YTD Normalized Return
Source: FactSet, Freedom Broker
Mastercard, Visa, PayPal
Mastercard (MA) and Visa (V) underscored the resilience of their card segments, but the key sector highlight was PayPal’s (PYPL) weak quarter and an abrupt CEO change. In Q4 2025, Mastercard’s net revenue rose 18% YoY to $8.8bn, with a 57.7% operating margin and 25% growth in adjusted EPS. This performance reflected a 7% increase in gross dollar volume (GDV) on a constant-currency basis and outperformance in value-added services.
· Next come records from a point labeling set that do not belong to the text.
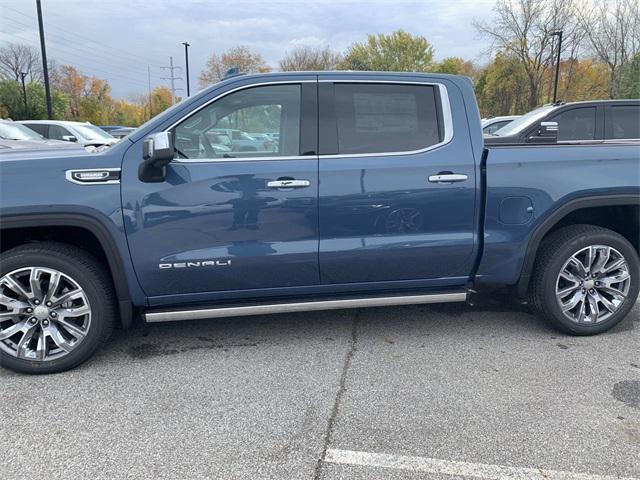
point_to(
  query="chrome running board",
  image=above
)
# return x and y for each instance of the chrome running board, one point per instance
(198, 313)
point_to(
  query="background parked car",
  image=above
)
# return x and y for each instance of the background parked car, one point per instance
(110, 128)
(14, 132)
(600, 120)
(12, 145)
(84, 133)
(490, 125)
(121, 132)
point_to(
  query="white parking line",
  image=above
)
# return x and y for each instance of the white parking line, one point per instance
(447, 467)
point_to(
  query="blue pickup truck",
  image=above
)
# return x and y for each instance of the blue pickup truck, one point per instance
(380, 192)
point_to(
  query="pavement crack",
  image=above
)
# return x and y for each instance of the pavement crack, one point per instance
(353, 347)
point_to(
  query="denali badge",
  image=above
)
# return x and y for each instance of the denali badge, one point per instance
(200, 263)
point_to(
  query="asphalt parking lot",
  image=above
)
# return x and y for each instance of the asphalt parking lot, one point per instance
(440, 391)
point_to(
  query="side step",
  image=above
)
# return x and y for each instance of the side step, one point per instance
(197, 313)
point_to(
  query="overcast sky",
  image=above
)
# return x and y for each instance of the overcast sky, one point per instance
(117, 39)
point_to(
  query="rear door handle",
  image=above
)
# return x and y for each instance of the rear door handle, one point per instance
(288, 183)
(448, 178)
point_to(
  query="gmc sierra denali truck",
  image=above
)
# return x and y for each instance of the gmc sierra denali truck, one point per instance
(380, 192)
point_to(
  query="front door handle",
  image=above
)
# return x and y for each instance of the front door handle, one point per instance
(288, 183)
(448, 178)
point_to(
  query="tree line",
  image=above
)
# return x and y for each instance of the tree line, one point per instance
(600, 59)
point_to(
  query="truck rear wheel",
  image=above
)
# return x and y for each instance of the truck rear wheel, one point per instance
(57, 307)
(585, 279)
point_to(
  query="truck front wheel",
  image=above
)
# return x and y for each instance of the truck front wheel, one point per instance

Visa likewise posted double-digit growth, with revenue up 15% to $10.9bn and EPS up 15%, supported by GDV expansion (including an acceleration in the U.S.) and strong momentum across value-added and commercial solutions, though higher costs and taxes somewhat constrained margin improvement.
In this context, PayPal’s print disappointed: results were slightly below consensus, growth in high-margin branded checkout slowed, and the 2026 outlook was cautious—together driving a nearly 17% decline in the shares. The market reacted particularly sharply to the leadership change: Alex Chriss is departing after less than two years, and Enrique Lores, the longtime head of HP Inc., will take over on March 1. This accelerated transition has heightened concerns about the pace and quality of PayPal’s transformation and introduced additional uncertainty around its strategic priorities.